Before joining the program, Makayla was interested in becoming a lawyer, but it didn’t take long for her desire to change as she began to explore her options and interests. In 2013, Makayla graduated from Omaha Northwest High School interested in Pharmacy. As she pursued her undergraduate studies at the University of Nebraska Omaha (UNO), she discovered a passion for public health. On May 4, 2018 she graduated Magna Cum Laude from UNO with a Bachelor's degree in Sociology with a concentration in health and society, a minor in Black Studies, and a second Bachelor's degree in Public Health. Makayla will further pursue her Public Health interests as a graduate student in UNO’s Urban Studies Graduate Program.
Makayla is a shining example of how engaging students and facilitating enhanced experiences can inspire their interest in becoming a health professional.
Omaha AHEC’s HCI Program creates opportunities for students to be introduced into a health profession on a continual basis in hopes to further their interest into a career. Additionally, Omaha AHEC provides job shadowing opportunities outside of the HCI Program. If you know a high school or college student in Douglas or Sarpy counties, Omaha AHEC is accepting registrations for Summer Job Shadowing opportunities. To be eligible, students must be at least 16 years of age and successfully complete a HIPAA training course. For more information call Omaha AHEC at (402) 502-1593.

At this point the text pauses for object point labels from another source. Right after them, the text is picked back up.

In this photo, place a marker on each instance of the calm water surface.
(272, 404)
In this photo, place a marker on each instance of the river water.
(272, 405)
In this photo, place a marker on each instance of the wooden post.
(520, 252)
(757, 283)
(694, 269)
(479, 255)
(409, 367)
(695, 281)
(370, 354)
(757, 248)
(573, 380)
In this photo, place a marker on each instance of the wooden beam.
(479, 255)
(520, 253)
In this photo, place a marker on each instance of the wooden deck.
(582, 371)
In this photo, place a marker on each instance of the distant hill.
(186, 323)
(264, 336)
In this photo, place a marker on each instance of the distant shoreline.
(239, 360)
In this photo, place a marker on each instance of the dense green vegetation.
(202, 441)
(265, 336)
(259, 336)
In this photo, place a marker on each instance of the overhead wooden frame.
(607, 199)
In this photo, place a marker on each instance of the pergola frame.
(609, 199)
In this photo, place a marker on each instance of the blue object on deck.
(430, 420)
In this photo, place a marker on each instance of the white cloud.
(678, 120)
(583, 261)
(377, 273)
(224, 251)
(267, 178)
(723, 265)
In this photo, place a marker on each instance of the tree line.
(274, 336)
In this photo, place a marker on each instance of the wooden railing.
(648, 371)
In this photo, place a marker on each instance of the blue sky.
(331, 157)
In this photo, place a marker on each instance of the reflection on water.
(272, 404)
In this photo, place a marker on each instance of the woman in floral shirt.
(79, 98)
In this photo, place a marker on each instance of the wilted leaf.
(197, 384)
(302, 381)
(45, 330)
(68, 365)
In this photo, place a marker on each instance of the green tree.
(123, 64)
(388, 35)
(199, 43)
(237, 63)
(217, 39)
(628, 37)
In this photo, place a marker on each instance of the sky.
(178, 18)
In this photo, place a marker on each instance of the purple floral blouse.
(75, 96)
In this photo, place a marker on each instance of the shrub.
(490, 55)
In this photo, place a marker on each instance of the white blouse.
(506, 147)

(Pictured: Makayla Bell after her graduation from UNO.)
8th Grade Students from Southeast Nebraska show their Science Savvy
Southeast Nebraska AHEC (SE NE AHEC) kicked off their spring by hosting two regional science meets held February 26 and March 13. Eighth grade students from five schools in the seventeen-county region competed in meets held in Beatrice, NE. During the meets, students were able to present their science project to judges while also taking part in several hands-on sessions related to health.
At both meets, students participated in three health experiences sessions consisting of a CPR training, where Public Health Solutions’ Kate Lange taught students to check for breathing and how to maintain 100-120 chest compressions per minute. Bryan Health’s “Stop the Bleed” taught participants how to treat a bleeding wound before emergency medical services can reach a victim. And the SIM-NE truck exposed the students to a simulated cardiac arrest and use of a defibrillator.
Collectively, these activities helped students learn different health skills and get them get excited about a future career in science or health care.
The science meets were sponsored by the Nebraska Coalition for Life Saving Cures and the Nebraska AHEC Program.
The highest-scoring projects from each meet were invited to attend the State Science Experience at UNMC.
(Pictured: An 8th grade student telling a judge about his science experiment.)